The buyer, it was testified, never breached his right to control and use the automobile, pending performance of the purchase contract.

Whether or not this automobile and the one attached were the same was a deciding element, also.

Want of delivery, effectual as against attaching creditors, was the question concerning which evidence, pro and con, was first directed. If delivery, contention was that the conditional sale automobile and the attached automobile were not identical.

The trial resulted in a general verdict for plaintiff, the award of damages being $568.90. The measure of damages in such cases is the value of the property at the time of its conversion, with interest. Brown v. Haynes, 52 Me., 578; Bradley Land, etc., Company v. Eastern Manufacturing Company, 104 Me., 203, 71 A., 710. Interest is allowable. Brown v. Haynes, supra; Wing v. Millikin, 91 Me., 387, 40 A., 138.

Exceptions noted by defendant, to the exclusion of evidence, to the admission of evidence, and, at the close of all the evidence, to denial of motion for direction of a verdict, were allowed.

Exceptions, aside from the last, of which more presently, have been argued for and against.

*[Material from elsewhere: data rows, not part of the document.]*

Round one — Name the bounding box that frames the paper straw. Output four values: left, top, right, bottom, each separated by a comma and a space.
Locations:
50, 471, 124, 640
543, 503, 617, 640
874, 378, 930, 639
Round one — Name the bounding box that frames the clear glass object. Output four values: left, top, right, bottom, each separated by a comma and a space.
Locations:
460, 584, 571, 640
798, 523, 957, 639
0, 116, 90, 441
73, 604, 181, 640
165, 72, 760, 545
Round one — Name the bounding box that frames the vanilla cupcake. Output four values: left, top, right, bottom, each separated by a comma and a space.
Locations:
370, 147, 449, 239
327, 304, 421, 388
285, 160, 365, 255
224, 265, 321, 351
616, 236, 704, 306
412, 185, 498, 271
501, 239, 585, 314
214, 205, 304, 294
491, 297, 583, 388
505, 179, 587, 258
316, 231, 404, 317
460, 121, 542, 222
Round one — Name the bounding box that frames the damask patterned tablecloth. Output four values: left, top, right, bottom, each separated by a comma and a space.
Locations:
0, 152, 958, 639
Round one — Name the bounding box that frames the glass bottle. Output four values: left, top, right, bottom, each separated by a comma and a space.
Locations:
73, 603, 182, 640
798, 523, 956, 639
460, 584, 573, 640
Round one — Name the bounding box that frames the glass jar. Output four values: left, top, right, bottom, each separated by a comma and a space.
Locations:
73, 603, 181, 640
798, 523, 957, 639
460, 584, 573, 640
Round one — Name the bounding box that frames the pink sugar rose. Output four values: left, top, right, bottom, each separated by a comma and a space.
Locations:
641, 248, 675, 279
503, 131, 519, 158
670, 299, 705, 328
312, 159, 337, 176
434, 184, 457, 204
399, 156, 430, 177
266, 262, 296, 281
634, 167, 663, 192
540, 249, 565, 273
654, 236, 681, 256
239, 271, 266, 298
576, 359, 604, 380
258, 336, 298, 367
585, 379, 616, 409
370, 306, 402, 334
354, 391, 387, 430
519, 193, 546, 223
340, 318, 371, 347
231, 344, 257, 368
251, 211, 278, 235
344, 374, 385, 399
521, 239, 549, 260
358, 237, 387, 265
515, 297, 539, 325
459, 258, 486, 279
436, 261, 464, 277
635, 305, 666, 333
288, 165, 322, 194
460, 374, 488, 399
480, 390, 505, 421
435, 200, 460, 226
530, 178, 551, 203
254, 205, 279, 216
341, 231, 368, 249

There has been, too, argument of a motion to set aside the verdict,- and grant a new trial, the alleged grounds being that the conclusion *248of the jury is against evidence and contrary to law, and the damages excessive.

Exception to refusal to direct a verdict, and the new trial motion depend upon like basic propositions. The motion presents what the exception, had it been argued, would have presented, and vice versa.

Of the exceptions argued, none is shown or perceived to be prejudicial to the rights of the excepter. Neal v. Rendall, 100 Me., 574, 62 A., 706; Ross v. Reynolds, 112 Me., 223, 91 A., 952.

With regard to liability, plaintiff fairly sustained the burden of proof.

The jury appears to have found, not unreasonably, by way of predicate for the decision of the issues between the parties, on the evidence adduced, formal delivery, in good faith, under the conditional sale contract, of the particular automobile, to the buyer, almost two months before the attachment; and that, and solely for his own benefit, the buyer gave the automobile into the custody of the corporation or its officer, as bailee or agent.

The bailee had .the automobile only for the purpose of storing it.

Although the bailee or agent had the physical thing itself, possession, not in deed or in fact, but legal possession, the right to immediate possession, possession in law, of the automobile, remained in the conditional purchaser, as bailor. Goodwin v. Goodwin, 90 Me., 23, 37 A., 352; Bridgham v. Hinds, 120 Me., 444, 115 A., 197; Amey v. Augusta Lumber Company, 128 Me., 472, 478, 148 A., 687.

The weight, credit and value of the aggregate evidence on either side was for the triers of fact. They accepted plaintiff’s version. Thus far, the verdict is validly rested.

But, the award of damages is more than plaintiff, on his own assertion, may recover.

The declaration in the writ averred the automobile to be of great value, that is to say, the value of five hundred dollars. An admission may occur in the declaration as well as in the plea or answer. White v. Smith, 46 N. Y., 418. The defendant is not precluded from insisting upon the admission, by disputing its correctness. White v. Smith, supra.

*249The plaintiff may, within twenty days of the filing of the rescript, exercise the option which is hereby given him, to reduce the amount of the verdict to $500.00, and to agree that the verdict shall stand for the residue; otherwise, defendant’s motion will be sustained.

Exceptions overruled. If, within twenty days, plaintiff files remittitur, and agrees that verdict shall he for hut $500.00, motion overruled; otherwise motion sustained; new trial granted.